The US has estimated the number of operational Iranian F-14s at any given time at 15 to 20, and sometimes less than 10, due to the cannibalization of other planes to keep a few flying. Iran claims a much higher number, of course, and was indeed able to assemble 25 aircraft for a flyby over Teheran on 11 February 1985. By whatever means, Iran has been able to maintain a steady supply of spare parts for its F-14s, F-4s, and F-5s in spite of the embargo. Some of these parts may have been supplied through the arms-for-hostages deal that was revealed during the Iran-Contra scandal. Other sources claim that parts may have been smuggled through collusion with Israel. Some parts are also manufactured domestically by Iranian Aircraft Industries, and Iran has even gone so far as to claim that 100% of the parts required to keep the aircraft operational can be produced domestically. Nonetheless, US intelligence places that value closer to 70%, and a number of foreign nationals have in fact been implicated in efforts to illegally smuggle aircraft components from the US to Iran. Two men were so charged in December 2000 for attempting to illegally purchase F-4, F-5, and F-14 parts and ship them to Iran by way of Singapore. A fugitive named Houshang Amir Bagheri is also listed on the US Customs Most Wanted list for his attempts to acquire classified F-14 components on behalf of Iran.
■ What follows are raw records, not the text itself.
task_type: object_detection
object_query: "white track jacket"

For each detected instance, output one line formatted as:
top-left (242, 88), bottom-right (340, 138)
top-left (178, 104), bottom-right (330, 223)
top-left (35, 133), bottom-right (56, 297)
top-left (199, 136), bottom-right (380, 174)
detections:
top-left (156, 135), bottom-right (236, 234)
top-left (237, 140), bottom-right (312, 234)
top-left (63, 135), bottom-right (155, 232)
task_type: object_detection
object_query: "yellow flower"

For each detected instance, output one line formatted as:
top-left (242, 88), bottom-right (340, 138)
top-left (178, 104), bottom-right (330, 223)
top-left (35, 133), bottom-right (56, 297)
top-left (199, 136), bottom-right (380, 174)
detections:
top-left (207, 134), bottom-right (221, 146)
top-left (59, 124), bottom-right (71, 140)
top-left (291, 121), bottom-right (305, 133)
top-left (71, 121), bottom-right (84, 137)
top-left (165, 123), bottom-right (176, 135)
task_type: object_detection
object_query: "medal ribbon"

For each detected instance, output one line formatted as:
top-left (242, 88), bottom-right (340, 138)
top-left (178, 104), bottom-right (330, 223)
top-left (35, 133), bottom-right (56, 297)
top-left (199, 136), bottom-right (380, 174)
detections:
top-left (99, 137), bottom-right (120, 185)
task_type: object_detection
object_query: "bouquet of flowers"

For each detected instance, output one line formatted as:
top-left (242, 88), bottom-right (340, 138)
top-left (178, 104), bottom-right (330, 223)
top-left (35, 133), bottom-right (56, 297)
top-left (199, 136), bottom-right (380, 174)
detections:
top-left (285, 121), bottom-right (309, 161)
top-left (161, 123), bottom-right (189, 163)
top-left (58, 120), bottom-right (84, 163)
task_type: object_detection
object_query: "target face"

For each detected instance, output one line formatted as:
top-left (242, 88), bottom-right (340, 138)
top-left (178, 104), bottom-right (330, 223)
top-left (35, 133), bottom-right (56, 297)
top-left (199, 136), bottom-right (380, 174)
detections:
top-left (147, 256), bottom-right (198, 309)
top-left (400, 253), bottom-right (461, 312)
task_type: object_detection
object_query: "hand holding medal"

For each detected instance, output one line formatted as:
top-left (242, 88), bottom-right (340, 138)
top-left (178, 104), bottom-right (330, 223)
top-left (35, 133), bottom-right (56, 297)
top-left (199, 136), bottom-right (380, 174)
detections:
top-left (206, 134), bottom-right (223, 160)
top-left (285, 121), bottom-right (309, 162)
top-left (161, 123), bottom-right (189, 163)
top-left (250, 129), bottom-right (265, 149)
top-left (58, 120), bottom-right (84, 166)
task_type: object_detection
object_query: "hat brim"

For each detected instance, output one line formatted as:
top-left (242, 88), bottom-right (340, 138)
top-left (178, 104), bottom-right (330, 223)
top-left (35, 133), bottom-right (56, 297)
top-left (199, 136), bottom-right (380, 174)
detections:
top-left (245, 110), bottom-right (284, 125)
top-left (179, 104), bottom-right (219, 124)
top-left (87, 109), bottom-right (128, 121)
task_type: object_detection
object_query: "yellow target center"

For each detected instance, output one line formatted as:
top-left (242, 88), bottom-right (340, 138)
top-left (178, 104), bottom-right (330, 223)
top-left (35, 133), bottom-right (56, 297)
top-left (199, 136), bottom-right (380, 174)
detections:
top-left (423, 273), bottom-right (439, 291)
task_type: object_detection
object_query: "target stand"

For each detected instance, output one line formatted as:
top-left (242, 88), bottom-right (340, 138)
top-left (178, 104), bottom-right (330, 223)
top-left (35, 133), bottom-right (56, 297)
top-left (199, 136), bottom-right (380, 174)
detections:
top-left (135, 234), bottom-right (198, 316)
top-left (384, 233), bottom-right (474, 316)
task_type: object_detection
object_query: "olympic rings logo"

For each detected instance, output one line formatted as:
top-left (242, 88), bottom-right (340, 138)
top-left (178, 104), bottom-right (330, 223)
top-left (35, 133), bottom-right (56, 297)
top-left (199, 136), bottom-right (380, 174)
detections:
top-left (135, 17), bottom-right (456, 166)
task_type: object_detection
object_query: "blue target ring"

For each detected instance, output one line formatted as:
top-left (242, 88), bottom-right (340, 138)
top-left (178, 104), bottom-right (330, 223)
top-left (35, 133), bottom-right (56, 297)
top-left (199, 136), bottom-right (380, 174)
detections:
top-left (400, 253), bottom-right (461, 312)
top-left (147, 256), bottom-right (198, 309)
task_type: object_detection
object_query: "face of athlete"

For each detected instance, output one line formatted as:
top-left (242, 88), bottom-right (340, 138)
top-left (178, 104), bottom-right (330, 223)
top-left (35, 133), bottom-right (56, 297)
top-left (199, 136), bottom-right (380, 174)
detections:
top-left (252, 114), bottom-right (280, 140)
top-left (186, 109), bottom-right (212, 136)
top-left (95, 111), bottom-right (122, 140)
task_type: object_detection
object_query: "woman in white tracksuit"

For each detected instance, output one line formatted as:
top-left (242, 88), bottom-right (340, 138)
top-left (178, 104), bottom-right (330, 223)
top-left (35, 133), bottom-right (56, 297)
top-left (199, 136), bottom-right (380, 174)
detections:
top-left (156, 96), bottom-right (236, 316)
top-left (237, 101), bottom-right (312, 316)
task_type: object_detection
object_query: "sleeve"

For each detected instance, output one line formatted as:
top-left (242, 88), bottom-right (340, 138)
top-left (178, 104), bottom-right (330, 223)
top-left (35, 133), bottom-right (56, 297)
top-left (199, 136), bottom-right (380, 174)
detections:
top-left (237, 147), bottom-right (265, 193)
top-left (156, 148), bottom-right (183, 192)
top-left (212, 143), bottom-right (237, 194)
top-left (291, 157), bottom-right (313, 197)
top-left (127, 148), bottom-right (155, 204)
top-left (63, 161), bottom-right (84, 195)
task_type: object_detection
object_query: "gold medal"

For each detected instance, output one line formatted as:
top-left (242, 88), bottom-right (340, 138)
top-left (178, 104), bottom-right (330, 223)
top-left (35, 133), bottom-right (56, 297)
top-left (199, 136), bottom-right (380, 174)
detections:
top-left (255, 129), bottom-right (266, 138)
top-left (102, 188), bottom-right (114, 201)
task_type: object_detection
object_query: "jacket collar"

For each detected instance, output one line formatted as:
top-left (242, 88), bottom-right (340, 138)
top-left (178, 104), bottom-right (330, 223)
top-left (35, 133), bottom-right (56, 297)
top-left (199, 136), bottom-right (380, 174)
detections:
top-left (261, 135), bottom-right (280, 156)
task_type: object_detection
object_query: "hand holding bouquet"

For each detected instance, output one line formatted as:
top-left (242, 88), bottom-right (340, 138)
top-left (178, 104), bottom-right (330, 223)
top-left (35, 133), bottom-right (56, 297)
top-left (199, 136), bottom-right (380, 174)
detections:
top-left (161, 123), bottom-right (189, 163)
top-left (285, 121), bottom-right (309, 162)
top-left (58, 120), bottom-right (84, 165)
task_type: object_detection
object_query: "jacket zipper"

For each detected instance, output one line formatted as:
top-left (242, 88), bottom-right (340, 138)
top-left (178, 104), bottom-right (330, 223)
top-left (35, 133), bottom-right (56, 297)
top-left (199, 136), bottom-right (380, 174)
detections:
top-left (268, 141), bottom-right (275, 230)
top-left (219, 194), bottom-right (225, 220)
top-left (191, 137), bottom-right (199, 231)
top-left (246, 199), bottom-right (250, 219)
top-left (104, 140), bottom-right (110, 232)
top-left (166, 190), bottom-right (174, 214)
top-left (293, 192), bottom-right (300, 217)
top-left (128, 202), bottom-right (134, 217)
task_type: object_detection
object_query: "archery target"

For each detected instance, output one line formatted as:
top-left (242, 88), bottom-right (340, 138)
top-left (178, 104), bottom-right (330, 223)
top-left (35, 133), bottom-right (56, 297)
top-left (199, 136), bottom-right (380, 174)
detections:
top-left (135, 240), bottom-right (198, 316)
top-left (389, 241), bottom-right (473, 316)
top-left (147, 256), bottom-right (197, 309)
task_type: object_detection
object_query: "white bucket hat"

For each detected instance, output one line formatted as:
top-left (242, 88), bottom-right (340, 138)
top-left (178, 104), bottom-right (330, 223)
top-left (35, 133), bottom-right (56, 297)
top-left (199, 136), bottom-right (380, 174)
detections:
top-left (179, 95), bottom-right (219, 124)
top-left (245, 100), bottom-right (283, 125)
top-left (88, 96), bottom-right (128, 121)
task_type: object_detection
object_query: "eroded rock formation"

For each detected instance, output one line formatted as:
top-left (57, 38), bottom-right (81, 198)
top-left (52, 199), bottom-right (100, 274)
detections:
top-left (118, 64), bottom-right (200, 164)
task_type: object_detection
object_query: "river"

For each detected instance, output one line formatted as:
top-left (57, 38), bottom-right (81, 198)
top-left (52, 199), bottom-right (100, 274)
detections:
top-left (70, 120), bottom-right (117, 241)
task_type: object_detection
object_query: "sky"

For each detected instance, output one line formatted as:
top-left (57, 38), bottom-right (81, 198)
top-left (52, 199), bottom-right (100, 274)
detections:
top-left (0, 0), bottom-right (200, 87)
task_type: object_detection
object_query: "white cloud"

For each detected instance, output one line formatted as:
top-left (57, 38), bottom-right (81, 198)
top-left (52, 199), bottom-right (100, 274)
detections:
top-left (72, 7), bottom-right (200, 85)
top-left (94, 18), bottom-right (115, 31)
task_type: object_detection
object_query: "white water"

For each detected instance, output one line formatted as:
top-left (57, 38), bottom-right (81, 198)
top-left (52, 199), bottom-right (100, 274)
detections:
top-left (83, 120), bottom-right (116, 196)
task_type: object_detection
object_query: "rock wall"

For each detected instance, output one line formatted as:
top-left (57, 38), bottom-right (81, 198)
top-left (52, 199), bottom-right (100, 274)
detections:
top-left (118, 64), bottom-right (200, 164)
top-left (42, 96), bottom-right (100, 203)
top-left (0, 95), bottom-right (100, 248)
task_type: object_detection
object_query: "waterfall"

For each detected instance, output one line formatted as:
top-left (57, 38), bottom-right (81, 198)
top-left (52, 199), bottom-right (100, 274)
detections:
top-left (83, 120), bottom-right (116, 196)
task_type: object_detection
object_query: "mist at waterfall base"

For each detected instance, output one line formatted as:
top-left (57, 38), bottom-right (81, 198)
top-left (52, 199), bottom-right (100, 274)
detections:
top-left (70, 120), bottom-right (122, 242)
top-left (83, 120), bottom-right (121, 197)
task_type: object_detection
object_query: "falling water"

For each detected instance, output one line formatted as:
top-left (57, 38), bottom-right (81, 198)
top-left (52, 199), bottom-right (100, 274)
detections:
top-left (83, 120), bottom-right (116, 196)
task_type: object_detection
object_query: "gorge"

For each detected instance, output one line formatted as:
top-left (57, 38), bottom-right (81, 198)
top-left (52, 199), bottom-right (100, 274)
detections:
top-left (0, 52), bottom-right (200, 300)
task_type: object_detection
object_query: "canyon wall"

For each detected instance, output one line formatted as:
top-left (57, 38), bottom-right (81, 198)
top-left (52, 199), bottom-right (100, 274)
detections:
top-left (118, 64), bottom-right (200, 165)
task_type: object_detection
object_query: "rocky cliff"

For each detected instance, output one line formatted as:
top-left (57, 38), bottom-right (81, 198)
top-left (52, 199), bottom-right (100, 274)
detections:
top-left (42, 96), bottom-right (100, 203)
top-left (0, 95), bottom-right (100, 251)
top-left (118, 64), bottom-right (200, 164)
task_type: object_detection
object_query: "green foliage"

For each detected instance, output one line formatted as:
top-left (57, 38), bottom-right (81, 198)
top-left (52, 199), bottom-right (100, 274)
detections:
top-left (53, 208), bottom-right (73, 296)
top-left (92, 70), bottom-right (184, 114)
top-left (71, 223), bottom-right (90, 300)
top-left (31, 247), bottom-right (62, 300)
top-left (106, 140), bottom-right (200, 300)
While Iran has managed to keep at least a portion of its Western aircraft in service, the status of the vaunted Phoenix missile is still debated. Most sources indicate that none were used during the Iran-Iraq War owing to their supposed sabotage while others claim that up to 25 Iraqi planes were downed by AIM-54s before Iran exhasuted its supply in 1986. Regardless, the aircraft is still able to fire AIM-7 Sparrow and AIM-9 Sidweinder missiles, and typically carries four AIM-7s and two AIM-9s for air-to-air operations. Iran is reportedly developing a domestic version of the Sparrow to replace its stock of expended missiles.

It is also believed that one or more F-14s were delivered to the Soviet Union in exchange for technical assistance. In addition, at least one Iranian F-14 aircrew was reported to have defected to the Soviet Union with their aircraft. Some believe that Soviet access to Iranian Phoenix missiles allowed the Vympel Design Bureau to develop the R-33/AA-9 Amos long-range missile that equips the MiG-31, but chief designer Gennadiy Sokolovskiy has indicated that his team never had such access. In any event, it is believed that Soviet and Russian expertise has allowed Iran to operate, maintain, and upgrade the F-14 fleet. The aircraft are reportedly being upgraded with a new Russian radar, engines, and a glass cockpit allowing them to serve until well into the 21st century. The Iranian press has further indicated that the surviving aircraft have been adapted for a heavy bombing roll, perhaps armed with air-to-surface anti-ship missiles. Some 50 to 55 are believed to remain in service, but only about 30 of these are considered airworthy at any one time.